By James Blears – Mexico City
The international tourism gem of Tulum, in Mexico’s south, was the first to feel the fist-like brunt of Hurricane Grace on Thursday, after it had already smashed into Jamaica and then earthquake-stricken Haiti.
Done with them, it retreated back to sea, re-gathered its strength, and returned, making lethal landfall in the south-eastern Gulf coast state of Vera Cruz.
Deadly rainfall
There it caused severe flooding, pulling down power lines, plunging more than half a million people into darkness, and killing eight people.
Six of the dead came from a single family, as their home collapsed along with another due to mudslides. Others are missing.
The state capital of Xalapa is severely flooded as River Acopan burst its banks and coursed into residential areas.
Closer to the coast and not that far away, lighter boats were dragged on to land by prudently anxious fishermen. Pleasure boats followed suit, while bigger, heavier vessels were sailed and chugged into harbour.

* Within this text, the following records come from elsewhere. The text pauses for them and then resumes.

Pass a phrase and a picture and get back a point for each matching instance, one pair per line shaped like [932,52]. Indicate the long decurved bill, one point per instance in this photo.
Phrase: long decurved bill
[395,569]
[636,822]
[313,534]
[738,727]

Weakened, but still packing a punch
Mercifully Grace is weakening over land, lessening to a tropical storm category two and now one, but it still carries the venom of real danger.
Some flights in Mexico City International Airport have been cancelled and the capital, plus its surrounding outlying areas which is home to more than twenty million people, is bracing itself for high winds and torrential rains.
The storm is expected to hit the capital late Sunday afternoon, as leaden skies overhead prepare to unload, dumping heavy, sweeping belts of rain.
Worsening hurricane season
This ominous season in the Americas has always contained its unwelcome share of annual hurricanes.
But over the past few years, they’ve tended to start earlier and last longer, with greater intensity, as the polluted global climate alters, and for the worse.